What the sulfides do is prevent wild yeast from fermenting; giving the yeast you pick out a chance. If the must starts fermenting today or in the morning let it ferment. If itdoesn't start thengo ahead and add 3 or 4 more Camden tablets and wait 24 hrs before pitching the yeast.
 
Hi Angell...thank you! Will tell DH.
If it's too late, will not having enough camden affect it, or will it be ok?
 
I don't think there's enough sulfides in there right now to inhibit the yeast you pitch. I would make sure that all equipment that you do use is very sanitized.Edited by: Angell Wine
 
Will ask him which one he used tomorrow
smiley1.gif
 
Welcome daht!


You've come to the right place for help. There are some pretty knowledgeable individuals here.
 
DH is making 5 gallons (he has a 5 gallon carboy) ; he has already added yeast, and is near step 5.




Here's the recipe:


3lb persimmons
7 pts water
2-1/4 lbs sugar
2-1/2tsp acid blend
1/2 tsp pectic emzyme
1 tsp nutrient
1 campden, crush
1 pkg wine yeast


pick fully ripr, preferably after 1st frost.
1.wash &amp; drain; halve,reemove seeds ; use straining bag, crush,mash &amp; squeeze out juice into primary fermentor.
2. Keeping pulp in bag, tie top, place in primary. Stir in all other ingredients EXCEPT yeast. Cover primary.
3. After 24 hrs, add yeast, cover.
4. Stir daily, check spec. grav., press pulp to aid extraction.
5. When s.g. reaches 1.040 (3-5 days), strain juice lightly from bag. Syphon wine off sediment into glass secondary. Attach lock.
6. When fermentation is complete (s.g.1.000 about 3 wks), syphon off sediment into clean secondary. Reattach lock.
7. To add in clearing , syphon again in 2 months and again before bottling if necessary.

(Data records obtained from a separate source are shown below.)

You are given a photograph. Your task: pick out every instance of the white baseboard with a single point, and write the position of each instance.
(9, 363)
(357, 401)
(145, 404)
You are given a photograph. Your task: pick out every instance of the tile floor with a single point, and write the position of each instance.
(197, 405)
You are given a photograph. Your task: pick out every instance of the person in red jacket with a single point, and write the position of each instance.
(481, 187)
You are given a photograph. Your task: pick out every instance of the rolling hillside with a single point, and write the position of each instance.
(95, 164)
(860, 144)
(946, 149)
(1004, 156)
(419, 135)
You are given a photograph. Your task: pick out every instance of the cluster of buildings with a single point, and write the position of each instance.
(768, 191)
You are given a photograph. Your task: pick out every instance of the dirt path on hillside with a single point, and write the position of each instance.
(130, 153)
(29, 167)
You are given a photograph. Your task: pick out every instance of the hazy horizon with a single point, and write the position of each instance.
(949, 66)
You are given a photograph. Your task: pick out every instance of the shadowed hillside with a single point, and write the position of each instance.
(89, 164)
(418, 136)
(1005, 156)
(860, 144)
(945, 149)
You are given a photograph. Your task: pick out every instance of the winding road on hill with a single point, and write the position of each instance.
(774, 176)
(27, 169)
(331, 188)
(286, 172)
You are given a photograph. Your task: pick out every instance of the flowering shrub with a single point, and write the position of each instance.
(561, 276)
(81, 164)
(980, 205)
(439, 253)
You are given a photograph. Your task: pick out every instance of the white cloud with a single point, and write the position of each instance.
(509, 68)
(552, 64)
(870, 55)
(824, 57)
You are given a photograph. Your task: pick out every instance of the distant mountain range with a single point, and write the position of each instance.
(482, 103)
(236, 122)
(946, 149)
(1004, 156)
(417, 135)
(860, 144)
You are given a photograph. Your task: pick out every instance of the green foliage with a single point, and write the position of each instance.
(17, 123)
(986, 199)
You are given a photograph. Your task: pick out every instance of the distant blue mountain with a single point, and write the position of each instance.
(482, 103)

If a slightly sweetened wine is more to taste, then, at bottling, add 1/2 tsp stabilizer, then stir in 1/4-1/2 lb. dissolved sugar per gallon.


from Winemaker's Recipe Handbook, p.26, #78 Persimmon






Thank you!
 
If your fruit is extremely clean and your fermenter is properly sanitized you may not have a problem. But this is a fantastic opportunity to compare a couple of batches.


When you rack this one to a carboy why not start another batch with the proper amount of Kmeta then compare the two. Mistakes are just opportunities to learn and succeed with the next batch.


earl
 
Thanks for posting the recipe daht.Now the quest begins for some nice ripe persimmions
 
Glad to!
andI forgrot to say the recipe is for 1 gallon....!


Anyone have any thoughts on what to do if it does have a problem? Can it be saved?